Before these books came out, the US soccer team lost to Belgium. I'm still sad.
Angel and Faith 4 – Hm. Cool. First of all, I love the art in this book. But beyond that, the story is working on several levels. I like what's happening with Nadira, and the detective, and Corky, and the magic bottles and the reveal of the baddie at the end. I even flipped back a few pages to see if she was around. Yup, she was. I'll have to check some of the previous issues at this point. Really cool take on bringing back yet another old face, but I'll be curious to see how it all gets explained, if it does at all. I mean, I'm sure there'll be some kind of token, but... There's a lot of ground to cover. For now, I'm not really clear on believing who's the good guys versus who's the baddies. (Except for the last page.) And the most interesting wrinkle in that equation is Faith, on the other side of the pond, who's got to contend with a missing Riley all of a sudden. Yep, that's worth sticking around for. And, as much as I've always hated Riley, he's a great draw to continue to connect the series to the books. I hate him and it was a hook even for me. So good for the writers.
East of West 13 – Huh. Well, I still don't understand this book at all. Beside the fight between Death and the lawman, I didn't grok any of the Crow/Wolf/demons encounter. But I guess I don't necessarily need to just yet. It's a long game (as usual) Hickman's playing. It's pretty and it's entertaining and I feel there's some sort of (mini, perhaps) conclusion coming up, so I'm happy with that.
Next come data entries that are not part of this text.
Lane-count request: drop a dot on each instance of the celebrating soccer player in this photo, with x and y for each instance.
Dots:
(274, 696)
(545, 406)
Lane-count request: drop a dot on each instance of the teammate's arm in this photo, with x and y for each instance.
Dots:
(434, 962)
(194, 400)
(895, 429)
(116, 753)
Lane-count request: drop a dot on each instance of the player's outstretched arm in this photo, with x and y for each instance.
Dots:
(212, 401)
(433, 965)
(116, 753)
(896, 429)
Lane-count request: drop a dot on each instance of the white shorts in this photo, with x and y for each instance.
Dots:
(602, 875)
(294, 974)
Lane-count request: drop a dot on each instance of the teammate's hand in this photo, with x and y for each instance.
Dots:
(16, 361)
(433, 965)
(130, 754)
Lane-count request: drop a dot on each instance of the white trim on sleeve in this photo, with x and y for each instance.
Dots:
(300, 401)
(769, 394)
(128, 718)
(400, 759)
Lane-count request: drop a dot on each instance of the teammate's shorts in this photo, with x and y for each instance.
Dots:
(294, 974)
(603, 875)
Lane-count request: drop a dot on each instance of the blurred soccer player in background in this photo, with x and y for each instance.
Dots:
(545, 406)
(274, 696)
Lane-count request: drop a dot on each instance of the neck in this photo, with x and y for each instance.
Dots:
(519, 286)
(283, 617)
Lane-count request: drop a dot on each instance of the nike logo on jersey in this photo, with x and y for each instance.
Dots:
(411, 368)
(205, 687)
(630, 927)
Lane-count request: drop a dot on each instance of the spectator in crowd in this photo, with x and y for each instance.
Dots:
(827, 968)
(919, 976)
Original Sin 5 – Well that was different. A hell of a retcon, there's no doubt. I mean, when the term was introduced, I don't think they even contemplated this scale. But here it is. Nick Fury is Jon Snow. The man on the wall. Times infinity. But with Howard Stark dead, why does he continue? Who does he talk to? To whom does he make his reports? How will he know how to pass the position on to? Why does all of this seem so convoluted? Really, I mean, that's all we get from this issue, aside from the question of who killed the Watcher. It still doesn't seem like it was Nick, but he certainly knows who it was. Also, way to write a mini-series for the express purpose of retconning everyone and everything Marvel. I can't believe it took this long for someone to suggest this concept, much less this long for the comics industry to embrace it. Damn, this is going to be a hell of a game changer when it's over, regardless of how this series turns out. We can just introduce all kinds of secrets from “back in the day” and say they've been around all along and were obscured by the Watcher or Fury or this semi-SHIELD (notes of Hickman's old series, huh?) or just...stuff... Man. What a weird thing I'm reading.
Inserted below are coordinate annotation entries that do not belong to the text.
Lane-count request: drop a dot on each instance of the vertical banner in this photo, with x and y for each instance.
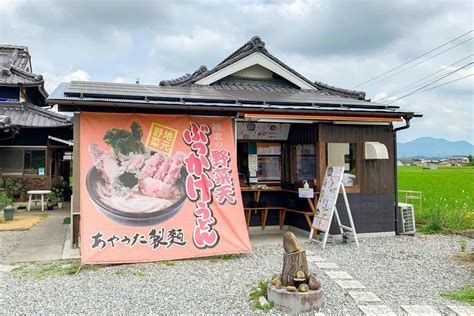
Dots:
(156, 187)
(328, 198)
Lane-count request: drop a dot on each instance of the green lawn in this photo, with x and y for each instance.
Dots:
(448, 196)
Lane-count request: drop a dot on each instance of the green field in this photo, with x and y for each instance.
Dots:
(448, 196)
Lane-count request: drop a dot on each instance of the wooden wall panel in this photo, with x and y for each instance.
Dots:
(377, 176)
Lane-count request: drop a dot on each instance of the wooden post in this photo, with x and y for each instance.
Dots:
(292, 263)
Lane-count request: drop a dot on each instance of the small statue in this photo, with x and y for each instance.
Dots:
(276, 281)
(303, 287)
(313, 282)
(290, 244)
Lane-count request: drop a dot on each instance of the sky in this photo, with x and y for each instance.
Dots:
(342, 43)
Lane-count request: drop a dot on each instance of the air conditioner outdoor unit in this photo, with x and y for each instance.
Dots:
(407, 216)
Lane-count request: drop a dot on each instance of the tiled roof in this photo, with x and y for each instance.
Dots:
(84, 95)
(257, 45)
(15, 68)
(28, 115)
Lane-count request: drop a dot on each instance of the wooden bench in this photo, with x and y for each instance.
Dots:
(282, 210)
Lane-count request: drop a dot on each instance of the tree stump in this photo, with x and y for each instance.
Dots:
(292, 263)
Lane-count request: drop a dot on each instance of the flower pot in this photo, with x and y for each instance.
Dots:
(8, 213)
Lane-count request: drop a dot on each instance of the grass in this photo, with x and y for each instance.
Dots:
(255, 293)
(448, 197)
(464, 294)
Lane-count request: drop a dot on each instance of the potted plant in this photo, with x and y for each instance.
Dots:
(52, 200)
(58, 192)
(6, 204)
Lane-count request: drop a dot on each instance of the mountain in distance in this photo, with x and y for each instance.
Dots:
(430, 147)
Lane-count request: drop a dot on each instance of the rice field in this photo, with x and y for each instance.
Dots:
(448, 196)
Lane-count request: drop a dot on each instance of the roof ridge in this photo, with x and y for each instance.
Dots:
(185, 78)
(325, 86)
(13, 46)
(26, 73)
(51, 114)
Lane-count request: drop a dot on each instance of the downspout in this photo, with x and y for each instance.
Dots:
(395, 161)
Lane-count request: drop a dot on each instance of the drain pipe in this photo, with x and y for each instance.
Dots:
(395, 165)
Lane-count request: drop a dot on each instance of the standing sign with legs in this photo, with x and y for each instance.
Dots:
(326, 207)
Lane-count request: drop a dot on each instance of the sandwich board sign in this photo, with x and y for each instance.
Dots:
(326, 208)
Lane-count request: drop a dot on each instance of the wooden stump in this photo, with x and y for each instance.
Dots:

Thor 24 - Sad, in a weird way. But fitting. Asgard leaves Earth, through an odd set of circumstances, but no more weird than what brought it to our planet in the first place. (Ragnarok, right? I mean...) Roz gets some real love here, not just from the oblique references of everyone around her (good thing for comic book writers - characters live as long as you want them to, they're not subject to contract renegotiations, so Roz looks like she'll be around for the long term) but also from Old King Thor himself, having his granddaughters name a river after her, Jane and Steve. (Love the love that emanates from every character in the Marvel Universe for Captain America, BTW.) Also, Galactus is a whipped little puppy but he's transforming, we see that Roxxon has, in fact, set up base on Mars - but is apparently in no shape to challenge Galactus upon his arrival there like old Thor did when he showed up on Earth, so at least that's good - and we get the conclusion of the saga in Broxton. (Is that the name of the town?) Thor makes many sacrifices, Jane will still be around, she's accepting of Roz and next issue is a diversion. The art wasn't perfect, because I think only Ribic's art is perfect for this book and I'm going to be disappointed every time he's not on it. But it's still a hell of a comic book.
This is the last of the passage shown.